In  Österreich war vorige Woche der Eintragungszeitraum für zwei Volksbegehren. Das eine mit der Kurzbezeichnung „Keine Impfpflicht“, das andere mit der Kurzbezeichnung „Rücktritt Bundesregierung“. Ersteres hat(te) folgenden Wortlaut: „Jeder hat das Recht auf körperliche Unversehrtheit und Wahlfreiheit der medizinischen Behandlung. Der Bundesverfassungsgesetzgeber möge ein Gesetz beschließen, durch das es verboten wird, Menschen in Österreich einer generellen Impfpflicht zu unterwerfen und/ oder Menschen aufgrund ihres Impfstatus in der Öffentlichkeit, in der Arbeitswelt und/ oder im Privatbereich zu diskriminieren. Diskriminierungen aufgrund des Impfstatus sollen in diesem
Gesetz unter Strafe gestellt werden.“

  Wenn man das Recht auf körperliche Unversehrtheit und das Recht auf Wahlfreiheit der medizinischen Behandlung hat, dann müsste ja eine generelle Impfpflicht schon ein Rechtsbruch der Regierung gegen die Menschen in Österreich sein. Ein Rechtsbruch gegen ein elementares Recht der Menschen, das eigentlich einklagbar sein müsste. Aber wie auch immer; ab 100.000 gültigen Unterschriften muss ein Volksbegehren vom Nationalrat behandelt werden und dieses Volksbegehren wurde von 242.169 Menschen unterzeichnet. Aber ein Volksbegehren ist keine Volksabstimmung und aus Erfahrung wissen die Österreicher, dass sie sich von einer Behandlung im Nationalrat nicht besonders viel erwarten dürfen. Der Nationalrat ist nicht verpflichtet, das geforderte Gesetz zu beschließen und es wäre eine große Überraschung, würde er es tun. Es ist ja bekannt, dass das „Stimmvieh“ (ja, diese Bezeichnung für Wähler war in Medien schon zu lesen) sehr vergesslich ist und die Alternative zu den Regierungsparteien bzw. zu den Parteien, die die Impfpflicht durchdrückten, ist nicht berauschend bzw. ist keine Alternative.

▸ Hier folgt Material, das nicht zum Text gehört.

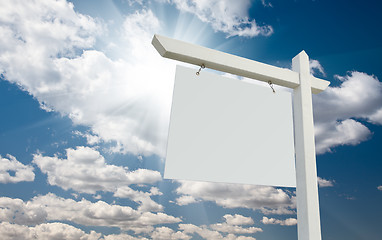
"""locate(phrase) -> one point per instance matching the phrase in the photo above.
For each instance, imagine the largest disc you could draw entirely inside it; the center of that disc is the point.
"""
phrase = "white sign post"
(303, 85)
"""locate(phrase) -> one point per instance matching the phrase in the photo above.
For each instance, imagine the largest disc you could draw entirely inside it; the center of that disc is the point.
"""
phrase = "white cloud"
(85, 170)
(324, 182)
(126, 101)
(238, 219)
(147, 204)
(239, 196)
(230, 17)
(165, 233)
(185, 200)
(233, 229)
(207, 233)
(286, 222)
(337, 109)
(52, 208)
(90, 138)
(122, 236)
(13, 171)
(45, 231)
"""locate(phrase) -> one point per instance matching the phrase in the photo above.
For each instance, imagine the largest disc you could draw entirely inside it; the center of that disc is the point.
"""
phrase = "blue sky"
(85, 102)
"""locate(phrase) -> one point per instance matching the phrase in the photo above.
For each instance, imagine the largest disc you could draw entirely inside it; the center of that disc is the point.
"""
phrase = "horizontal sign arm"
(198, 55)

  Das zweite Volksbegehren, nämlich „Rücktritt Bundesregierung“, hat(te) folgenden Wortlaut: „Der Nationalrat möge ehestmöglich … seine Auflösung beschließen. Hierdurch soll der Weg für die unverzügliche Abberufung der gesamten Bundesregierung und der Ernennung einer Expertenregierung bis zur Durchführung von Neuwahlen freigemacht werden“.

   Die Idee war sicher gut gemeint. Allerdings dürften der Großteil der potentiellen Unterzeichner die Chancen auf einen freiwilligen Rücktritt der Regierung nicht besonders hoch eingeschätzt haben; nur 172.713 Unterschriften gab es für dieses Volksbegehren. Das ist aber weit über der Hürde der gesetzlich geforderten 100.000 Unterschriften und somit ergibt sich jetzt eine wohl einzigartige Situation: Der „Souverän“, also der Wähler, fordert die Bundesregierung – weil sie ihn, den „Souverän“, diskriminiert und kriminalisiert und unrechtmäßig und gegen seinen Willen behandelt hat – in Form eines Volksbegehrens dazu auf, sich schnellstens aufzulösen und zurück zu treten. Diese Peinlichkeit wird der Nationalrat so lange wie irgendwie möglich hinausschieben und es ist natürlich auch noch kein Zeitpunkt bekannt, wann es so weit sein wird. Sollte es aber irgendwann – vielleicht sogar heuer noch – so weit sein, dann wäre diese Nationalrats- Diskussion eine Live- TV- Übertragung wert. Das müsste doch Kabarett vom Feinsten werden. Und eine Premiere obendrein. Allerdings; das Gesetz zur Selbstauflösung der Regierung wird – darauf kann man jetzt schon wetten – nicht beschlossen. Zu gerne sitzen die werten Damen und Herren am gefüllten Futtertrog. Am Futtertrog, der vom gedemütigten „Souverän“, der eigentlich der Chef der Regierung ist, prall gefüllt wird. Ob er das will oder nicht.

  Ja, und die generelle Impfpflicht wurde von der Regierung vor ein paar Tagen aufgehoben. Bevor die Höchstrichter es möglicherweise als nicht verfassungskonform gekippt hätten. Und weil es nicht den erhofften Erfolg brachte; es ließen sich weniger Leute impfen als ohne Impfpflicht.